Quand on fait observer au SG de "Ensemble" que la Centrale électorale a clôturé le 8 août courant la réception des candidatures à la présidentielle et aux législatives nationales, il réplique : "Ça fait 3 ans qu’on attendait que les BRTC soient ouverts. On va les rouvrir, c’est le sens de la justice et du droit. Et cela doit être respecté par la CENI", fait valoir Sesanga qui insiste sur le caractère inclusif des élections.
Sesanga explique justement que "élection inclusive veut dire la non-exclusion abusive d’un candidat, pas seulement Moïse Katumbi. Nous serions dans le même état d’esprit avec la même position si un autre candidat de l’opposition même ou celui de la majorité était exclu de manière abusive. La liberté de Moïse pour laquelle nous nous battons, c’est la liberté de tous les Congolais. Si on fait ça avec lui, on le fera avec d’autres", a-t-il souligné.

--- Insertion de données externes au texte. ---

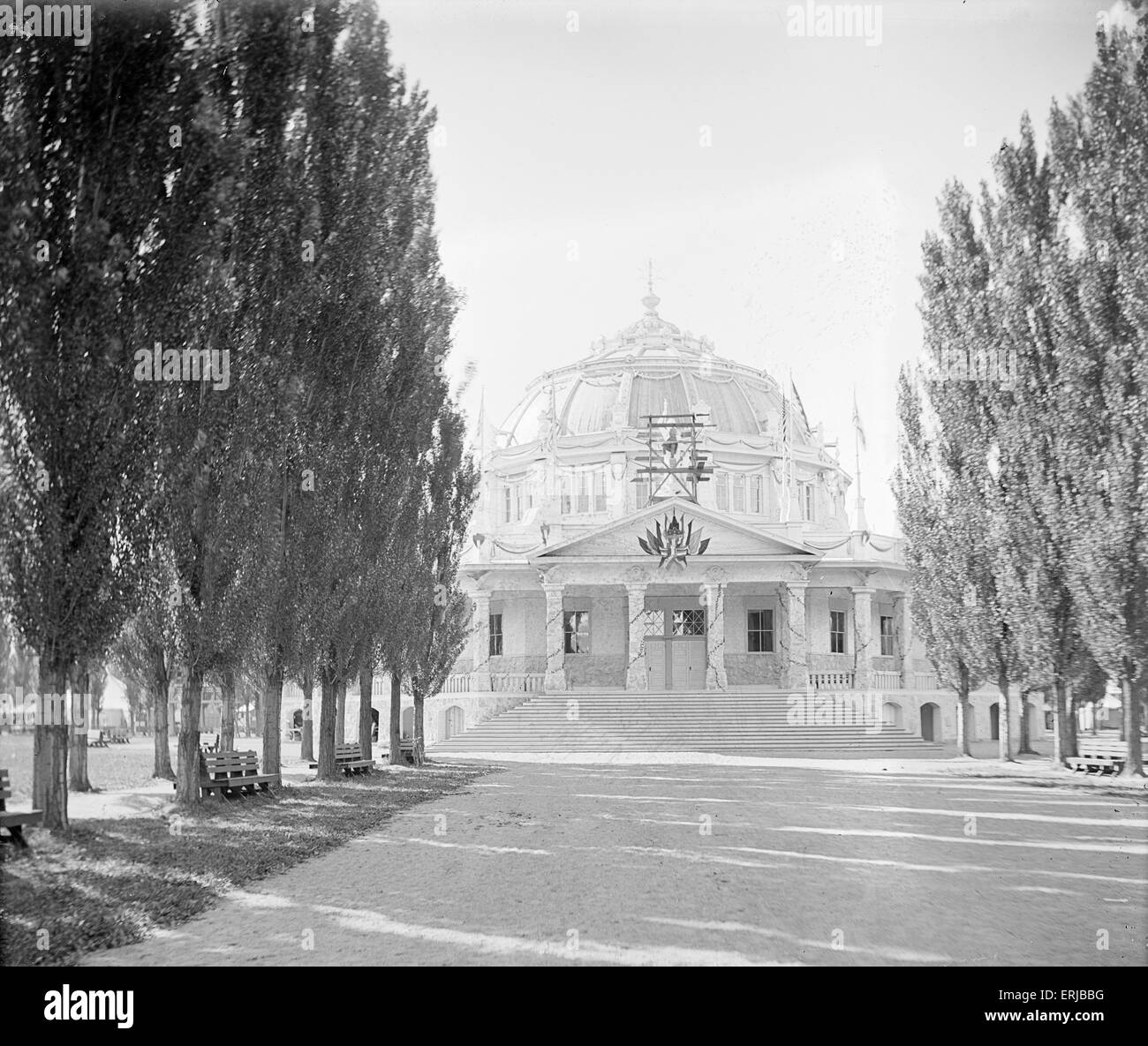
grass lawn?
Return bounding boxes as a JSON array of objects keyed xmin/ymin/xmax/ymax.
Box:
[
  {"xmin": 0, "ymin": 732, "xmax": 170, "ymax": 809},
  {"xmin": 0, "ymin": 756, "xmax": 487, "ymax": 966}
]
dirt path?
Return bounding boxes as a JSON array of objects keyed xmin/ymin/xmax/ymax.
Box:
[{"xmin": 89, "ymin": 764, "xmax": 1148, "ymax": 965}]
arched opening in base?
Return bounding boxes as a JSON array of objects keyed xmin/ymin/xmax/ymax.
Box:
[{"xmin": 921, "ymin": 701, "xmax": 940, "ymax": 741}]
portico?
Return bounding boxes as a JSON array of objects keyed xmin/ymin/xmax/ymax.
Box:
[{"xmin": 457, "ymin": 498, "xmax": 911, "ymax": 693}]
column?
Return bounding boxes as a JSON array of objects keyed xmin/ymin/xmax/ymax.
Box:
[
  {"xmin": 626, "ymin": 582, "xmax": 650, "ymax": 690},
  {"xmin": 782, "ymin": 582, "xmax": 810, "ymax": 693},
  {"xmin": 542, "ymin": 582, "xmax": 566, "ymax": 692},
  {"xmin": 471, "ymin": 589, "xmax": 490, "ymax": 690},
  {"xmin": 853, "ymin": 589, "xmax": 872, "ymax": 690},
  {"xmin": 704, "ymin": 582, "xmax": 728, "ymax": 690},
  {"xmin": 893, "ymin": 591, "xmax": 915, "ymax": 690}
]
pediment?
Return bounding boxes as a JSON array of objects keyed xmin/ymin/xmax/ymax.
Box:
[{"xmin": 532, "ymin": 498, "xmax": 819, "ymax": 562}]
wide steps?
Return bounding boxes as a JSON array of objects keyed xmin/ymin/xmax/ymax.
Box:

Pour les ténors de "Ensemble", l’inclusion est le préalable à la candidature commune de l’opposition. Ils estiment que parler de ladite candidature à l’heure actuelle correspondrait à mettre la charrue avant le boeuf. "Accepter que le pouvoir en place exclut des candidats, c’est méconnaitre le droit de libre-choix de nos concitoyens, parce que l’offre politique qui serait mise sur le marché serait une offre politique tronquée boutiquée par la Majorité. Nous pensons que la candidature commune doit être la résultante d’un processus politique qui conduit aux élections libres, démocratiques, transparentes, apaisées et inclusives. C’est quand tous ces cinq critères seront remplis qu’il y aura lieu d’aller vers une candidature commune. En dehors de l’inclusion, parler de la candidature commune serait mettre la charrue avant le bœuf", disent-ils.